If a member declared as private then we can access that member only with in the current class.


/**
*
* @author chandrashekhar
*/
public class Sample {

    int a = 10;

    public static void main(String[] args) {
        System.out.println("Value : " + new A().valueA());
        System.out.println("A : " + new A().a);   // Compilation Error
    }

}

class A {

    private int a = 10;

    int valueA() {
        a += 10;
        return a;
    }
}

Note:

abstract methods should be visible in the child classes to provide implementation. Where as private methods are not visible in child class. Hence private-abstract combination is illegal for methods.

protected Access Modifier

Protected is the most miss understood modifier in Java.
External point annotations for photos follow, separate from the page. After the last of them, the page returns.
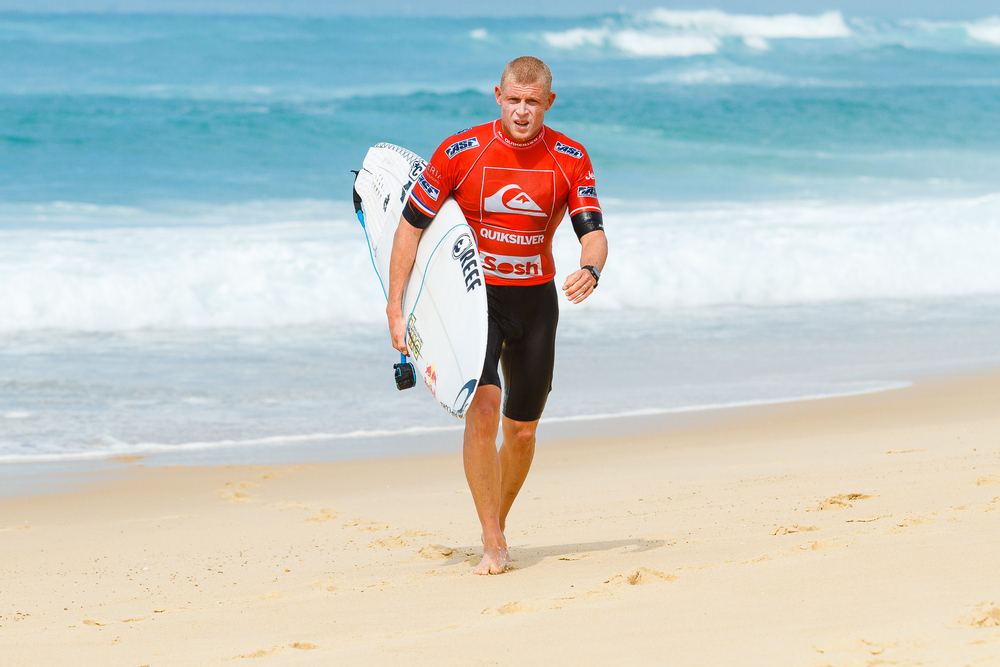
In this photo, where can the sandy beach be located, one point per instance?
(848, 531)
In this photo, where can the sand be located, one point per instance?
(849, 531)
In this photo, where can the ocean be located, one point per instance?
(797, 206)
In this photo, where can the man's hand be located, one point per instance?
(404, 249)
(397, 328)
(594, 251)
(579, 285)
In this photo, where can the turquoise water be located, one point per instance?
(181, 270)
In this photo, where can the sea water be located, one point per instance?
(797, 206)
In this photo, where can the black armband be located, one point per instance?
(415, 216)
(585, 222)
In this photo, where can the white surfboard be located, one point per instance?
(444, 301)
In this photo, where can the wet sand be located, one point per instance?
(847, 531)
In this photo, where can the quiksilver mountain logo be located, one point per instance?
(518, 202)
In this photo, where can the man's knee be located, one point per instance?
(485, 405)
(521, 435)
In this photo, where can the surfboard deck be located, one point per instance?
(444, 300)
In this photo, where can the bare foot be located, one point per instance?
(495, 561)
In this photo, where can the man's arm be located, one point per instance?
(404, 251)
(593, 252)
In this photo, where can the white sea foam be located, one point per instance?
(783, 26)
(318, 272)
(793, 253)
(985, 30)
(174, 275)
(667, 33)
(112, 447)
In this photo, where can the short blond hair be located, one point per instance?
(527, 71)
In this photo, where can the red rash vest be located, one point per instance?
(513, 194)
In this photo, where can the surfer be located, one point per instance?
(514, 179)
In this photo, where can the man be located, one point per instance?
(514, 179)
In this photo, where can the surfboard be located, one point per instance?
(444, 300)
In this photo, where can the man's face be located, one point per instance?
(522, 109)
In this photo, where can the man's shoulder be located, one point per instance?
(562, 145)
(470, 138)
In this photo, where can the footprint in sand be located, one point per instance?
(325, 514)
(436, 552)
(366, 525)
(817, 546)
(983, 615)
(840, 501)
(236, 493)
(510, 608)
(782, 530)
(641, 577)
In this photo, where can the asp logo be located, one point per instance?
(459, 146)
(568, 150)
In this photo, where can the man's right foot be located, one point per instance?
(495, 561)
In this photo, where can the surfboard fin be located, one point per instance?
(406, 377)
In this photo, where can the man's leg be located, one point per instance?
(484, 473)
(515, 459)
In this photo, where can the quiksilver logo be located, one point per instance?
(519, 203)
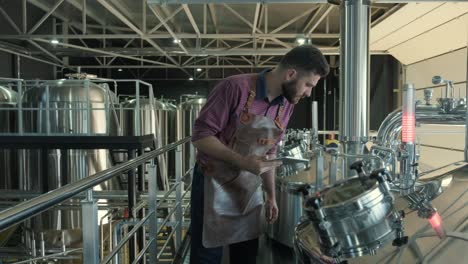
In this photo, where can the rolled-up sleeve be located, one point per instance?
(214, 116)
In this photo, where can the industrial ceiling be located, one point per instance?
(198, 39)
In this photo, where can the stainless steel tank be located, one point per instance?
(189, 111)
(167, 116)
(8, 157)
(150, 119)
(66, 107)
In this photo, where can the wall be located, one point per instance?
(437, 138)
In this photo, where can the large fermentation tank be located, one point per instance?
(189, 111)
(167, 116)
(66, 107)
(8, 160)
(156, 118)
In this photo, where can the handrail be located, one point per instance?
(41, 203)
If a member declared as protected then we can access that member with in the current package, any ware but out side package only in case of child classes.
With in the current package we can access protected members either by parent reference or by child reference.
But from out side the package we can access the protected members only by using the child reference. If we are trying to use parent reference we will get Compilation Error.

Ex:

package pack1;
public class A {

    protected void m() {
        System.out.println("Protected method");
    }
}

public class B extends A {

    public static void main(String args[]) {
        A a = new A();
        a.m();
        B b = new B();
        b.m();
        A a = new B();
        a.m();
    }
}

public pack2;
import pack1.A;

public class C extends A {

    public static void main(string args[]) {
        A a = new A();
        a.m();    // Compilation Error
        C c = new C();
        c.m();
        A a = new C();
        a.m();    // Compilation Error.
    }
}

Note:   The most restricted modifier is private.
The most accessible modifier is public.
The recommended modifier for variables is private.
The recommended modifier for methods is public.